Beyond the unemployment funding and IRS enforcement, the bipartisan plan relies on an extension of expiring user fees, a “superfund” tax on chemicals, sales from the U.S. strategic petroleum reserve, and the auction proceeds from 5G spectrum sales.
Public transit, passenger and rail. The measure also included $49 billion for public transit, as well as $66 billion for passenger and freight rail. The White House said the passenger rail investment would be the largest since the creation of Amtrak. Again, there are few details about precisely how the rail funding would be invested.

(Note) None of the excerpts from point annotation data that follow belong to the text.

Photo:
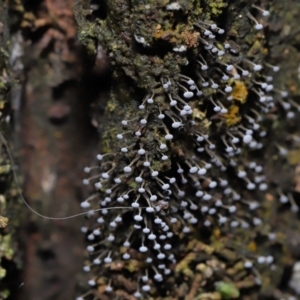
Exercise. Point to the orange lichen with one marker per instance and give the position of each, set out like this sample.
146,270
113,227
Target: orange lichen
239,92
232,117
191,39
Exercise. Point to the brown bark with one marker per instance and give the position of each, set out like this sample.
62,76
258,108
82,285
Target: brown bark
56,142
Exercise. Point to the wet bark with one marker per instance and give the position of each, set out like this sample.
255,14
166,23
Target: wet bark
55,139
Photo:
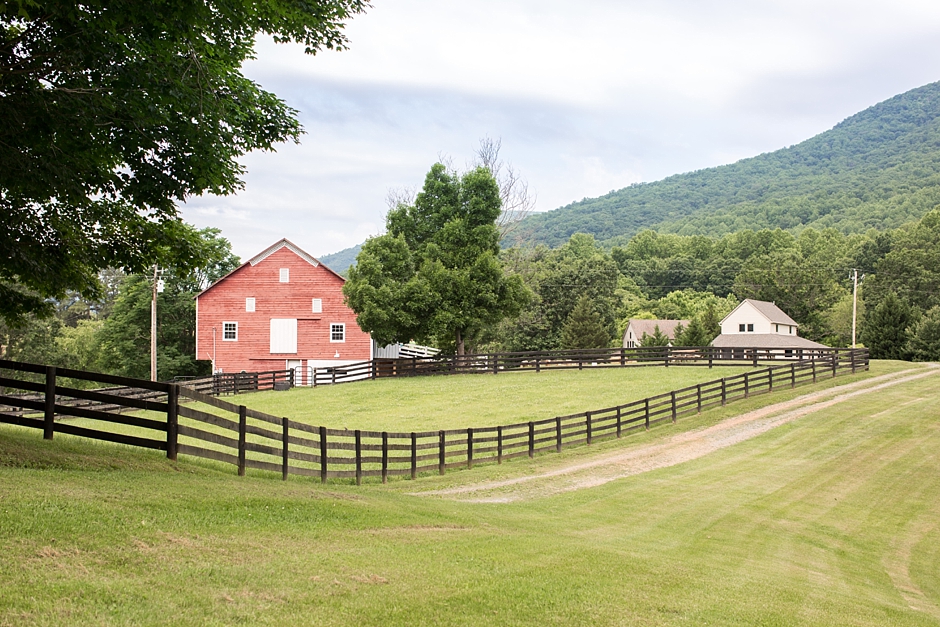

Critics have long pointed out that the United States has fallen far behind its international rivals, particularly China, in providing high-speed rail. The U.S. only has about 54 miles of “high-speed” rail, compared with more than 3,000 in Spain, Japan, France and Germany, as well as more than 26,000 miles in operation in China, according to a 2018 report from the Environmental and Energy Study Institute. Congressional Democrats have made the issue a top priority, with Reps. Seth Moulton (D-Mass.) and Alexandria Ocasio-Cortez (D-N.Y.) urging the White House to push for very fast trains.
“Making only modest investments to existing rail service would provide travelers with an attractive alternative to driving, but would not improve overall travel times enough to generate anywhere near this scale of economic benefits,” the lawmakers wrote.
The bipartisan plan is unlikely to lead to the creation of thousands of miles of high-speed rail service similar to, say, the ultrafast bullet train in Japan. Part of the reason is that land use and geographic constraints pose major hurdles to the creation of that infrastructure — issues not resolved simply by approving more funding, according to transportation experts.
But the rail money could go a long way to improving speeds and performance of rail service. The funding could facilitate high-speed rail between nearby urban centers, such as from Raleigh, N.C., to Richmond. The Obama administration spent only about $11 billion on passenger rail, and the infrastructure plan means Biden will almost certainly spend significantly more. Even without a bullet train, dramatically improving or expanding Amtrak-like service could reduce carbon emissions and improve commutes for millions of people.
“You make incremental improvements and every incremental improvement allows better on-time performance with higher speeds,” said DeGood, the infrastructure expert at the Center for American Progress.